Q: (L) So I guess it varies from time to time. Okay, now I want to ask about Jean-Pierre Garnier Malet's “Theory of the Doubling of Time and Space". Is this theory that he's come up with - his ideas about time and gravity and space and so forth - if they could ever be elucidated with any clarity, are they close to being descriptive of different densities?
A: Close, but not close enough and he has some things exactly backwards.
Q: (L) Well, he says that he came to this idea sometime, I think around 1988 or something.
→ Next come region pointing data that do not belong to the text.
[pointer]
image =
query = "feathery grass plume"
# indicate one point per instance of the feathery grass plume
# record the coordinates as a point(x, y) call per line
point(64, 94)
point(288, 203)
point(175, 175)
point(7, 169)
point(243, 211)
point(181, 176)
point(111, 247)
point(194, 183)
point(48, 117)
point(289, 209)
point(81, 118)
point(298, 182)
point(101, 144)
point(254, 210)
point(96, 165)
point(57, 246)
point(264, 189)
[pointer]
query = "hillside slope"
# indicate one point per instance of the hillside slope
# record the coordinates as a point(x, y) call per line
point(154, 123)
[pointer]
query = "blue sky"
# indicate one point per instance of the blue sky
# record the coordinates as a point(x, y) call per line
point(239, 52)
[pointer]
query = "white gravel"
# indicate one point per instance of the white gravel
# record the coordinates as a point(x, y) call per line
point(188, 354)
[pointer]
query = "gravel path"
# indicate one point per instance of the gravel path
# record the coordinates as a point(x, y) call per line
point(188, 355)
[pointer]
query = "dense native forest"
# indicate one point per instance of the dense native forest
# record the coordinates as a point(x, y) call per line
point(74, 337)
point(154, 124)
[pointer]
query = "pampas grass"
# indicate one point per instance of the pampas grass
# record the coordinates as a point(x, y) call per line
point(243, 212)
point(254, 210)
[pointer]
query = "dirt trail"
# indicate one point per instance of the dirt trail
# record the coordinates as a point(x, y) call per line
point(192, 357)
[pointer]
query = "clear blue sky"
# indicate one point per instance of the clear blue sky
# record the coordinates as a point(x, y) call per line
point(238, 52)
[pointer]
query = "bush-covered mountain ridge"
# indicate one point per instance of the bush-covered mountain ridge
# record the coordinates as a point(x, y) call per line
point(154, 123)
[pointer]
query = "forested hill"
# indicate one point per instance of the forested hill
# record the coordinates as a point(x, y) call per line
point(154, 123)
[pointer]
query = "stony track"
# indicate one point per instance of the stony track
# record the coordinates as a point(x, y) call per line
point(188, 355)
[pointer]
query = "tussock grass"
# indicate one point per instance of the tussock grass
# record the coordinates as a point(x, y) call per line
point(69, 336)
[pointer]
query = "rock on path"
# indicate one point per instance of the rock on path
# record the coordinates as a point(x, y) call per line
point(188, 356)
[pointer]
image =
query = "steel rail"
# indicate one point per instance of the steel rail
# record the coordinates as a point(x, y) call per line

And he had an encounter with a being, apparently, for 15 minutes, and all this stuff came into his head and because of his background in physics and...
(Ark) Physics and engineering.
(L) He's in engineering, but also, what was it, hydrodynamics or something?
(Ark) Yeah.
(L) So he's got a background that is kind of similar to Jean-Pierre Petit's. Except that after he got his PhD, he quit and he went off to work in the theater. And that's kind of like a real strange combination. So what kind of a being did he have an encounter with?
A: 4D STS.
Q: (L) And why did this being give him this information?
A: Muddy the waters.
Q: (L) Okay. But what about his thing about the cycling around of space and time? He says they cycle round and he even draws a picture of it. It's like a cycling yin yang symbol, almost. And it seems to me that when the cycle comes and meets in the end, you know, like the past and the future and everything kind of meets in the middle, that that would be the definition of the whole Wave process. But he's saying that all space and time does this, and that it cycles forever. And that kind of fits with some of the C's definitions about the Wave. They say it's always there, it's cycling through the universe forever. And so that struck me as being very close to what he was talking about, this cycling of space and time, and this doubling thing. Is that in fact the case?
A: Yes.
Q: (L) So, if it was done very carefully, we could extract something from what he has written. I mean, very little, probably like 2% of the whole book. But it might still be useful. Is that true?
A: Yes.
Q: (L) Okay. Is it true that every observer exists simultaneously in different timescales?
A: We have told you this. His idea of "timescales" is more akin to densities.